What camera hardware was used for egocentric capture?

Three device categories across three parallel pipelines. GoPro and DJI wearable cameras for high-fidelity wide-angle capture (219K clips). Smartphones for rapid high-volume everyday activity capture (155K clips). All output was normalized to consistent resolution and frame-rate specifications regardless of capture device.

How did you ensure consistent quality across hundreds of global contributors?

Every submission passed through an automated and human QA pipeline within 24 hours. Automated checks validated framing, motion quality, duration compliance, and metadata completeness. An in-house QA team reviewed flagged submissions and provided specific remediation instructions. Real-time dashboards tracked pass rates by geography and activity type, enabling rapid intervention when quality dipped in any segment.

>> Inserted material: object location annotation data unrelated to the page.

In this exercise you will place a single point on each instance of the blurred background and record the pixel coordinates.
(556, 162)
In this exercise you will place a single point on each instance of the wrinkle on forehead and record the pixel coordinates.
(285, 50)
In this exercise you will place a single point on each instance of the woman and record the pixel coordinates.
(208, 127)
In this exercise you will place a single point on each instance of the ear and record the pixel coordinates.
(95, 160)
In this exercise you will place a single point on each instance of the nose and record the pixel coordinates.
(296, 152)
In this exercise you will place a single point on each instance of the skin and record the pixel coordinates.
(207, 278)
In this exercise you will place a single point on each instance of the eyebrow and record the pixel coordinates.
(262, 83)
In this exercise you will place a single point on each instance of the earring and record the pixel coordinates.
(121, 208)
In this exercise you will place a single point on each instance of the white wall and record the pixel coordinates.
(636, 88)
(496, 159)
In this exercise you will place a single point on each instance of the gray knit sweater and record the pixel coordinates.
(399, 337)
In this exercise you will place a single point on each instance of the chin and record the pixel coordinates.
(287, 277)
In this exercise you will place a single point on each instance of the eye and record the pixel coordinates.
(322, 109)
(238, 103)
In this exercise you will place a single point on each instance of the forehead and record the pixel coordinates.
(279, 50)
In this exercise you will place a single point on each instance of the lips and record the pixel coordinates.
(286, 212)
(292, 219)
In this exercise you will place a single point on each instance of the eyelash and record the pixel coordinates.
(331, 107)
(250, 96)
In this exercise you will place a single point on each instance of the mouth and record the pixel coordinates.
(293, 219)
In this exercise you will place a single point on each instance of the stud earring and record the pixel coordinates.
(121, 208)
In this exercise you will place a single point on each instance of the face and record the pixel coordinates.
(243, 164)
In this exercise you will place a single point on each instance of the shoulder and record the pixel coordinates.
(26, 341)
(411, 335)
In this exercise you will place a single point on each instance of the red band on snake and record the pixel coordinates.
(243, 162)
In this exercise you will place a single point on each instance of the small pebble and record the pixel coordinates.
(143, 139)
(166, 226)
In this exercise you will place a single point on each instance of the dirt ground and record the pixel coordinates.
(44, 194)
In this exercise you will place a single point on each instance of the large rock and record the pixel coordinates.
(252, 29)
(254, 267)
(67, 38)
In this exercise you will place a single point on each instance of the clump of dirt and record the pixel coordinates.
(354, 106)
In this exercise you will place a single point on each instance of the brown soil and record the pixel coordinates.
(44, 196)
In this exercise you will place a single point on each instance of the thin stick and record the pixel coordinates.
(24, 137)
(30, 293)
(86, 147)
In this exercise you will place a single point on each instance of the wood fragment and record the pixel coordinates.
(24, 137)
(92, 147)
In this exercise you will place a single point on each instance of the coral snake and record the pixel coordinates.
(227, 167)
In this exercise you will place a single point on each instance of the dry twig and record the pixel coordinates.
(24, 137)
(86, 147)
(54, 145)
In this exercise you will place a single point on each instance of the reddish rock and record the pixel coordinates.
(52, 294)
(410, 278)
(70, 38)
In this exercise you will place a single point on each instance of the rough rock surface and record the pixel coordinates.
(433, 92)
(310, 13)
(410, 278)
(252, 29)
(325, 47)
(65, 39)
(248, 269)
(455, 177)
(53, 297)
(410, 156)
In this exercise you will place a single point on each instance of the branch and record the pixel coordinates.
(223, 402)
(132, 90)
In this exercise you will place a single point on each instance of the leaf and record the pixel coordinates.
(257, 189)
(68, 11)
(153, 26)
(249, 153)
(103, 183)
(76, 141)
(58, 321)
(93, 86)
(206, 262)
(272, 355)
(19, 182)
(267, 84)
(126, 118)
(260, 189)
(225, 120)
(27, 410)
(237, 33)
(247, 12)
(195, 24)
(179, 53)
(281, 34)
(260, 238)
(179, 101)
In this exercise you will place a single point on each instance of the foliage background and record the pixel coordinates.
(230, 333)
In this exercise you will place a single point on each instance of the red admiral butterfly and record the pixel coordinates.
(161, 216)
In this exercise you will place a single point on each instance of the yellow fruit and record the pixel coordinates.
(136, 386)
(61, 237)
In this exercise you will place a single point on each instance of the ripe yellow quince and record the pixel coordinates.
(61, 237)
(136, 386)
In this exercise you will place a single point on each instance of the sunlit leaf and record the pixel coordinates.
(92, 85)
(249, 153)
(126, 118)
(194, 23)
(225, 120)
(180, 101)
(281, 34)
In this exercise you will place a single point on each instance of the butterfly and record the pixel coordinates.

What types of activities were captured?

Coverage spanned household tasks, fine-grained manipulation actions (pouring, cutting, assembling, folding, fastening), walking, driving, and cooking. The activity-specific pipeline captured 12,000+ precisely labeled clips targeting rare interaction types. Activities were selected collaboratively with the research team and evolved weekly as their priorities shifted.

How did you handle evolving research requirements?

The three-pipeline architecture was designed for weekly specification changes from day one. Task instructions, activity taxonomies, and quality thresholds were parameterized so they could be updated without rebuilding the pipeline. When the lab shifted priorities — for example, requesting more driving footage or adding a new manipulation subcategory — updated instructions were pushed to contributors within 48 hours.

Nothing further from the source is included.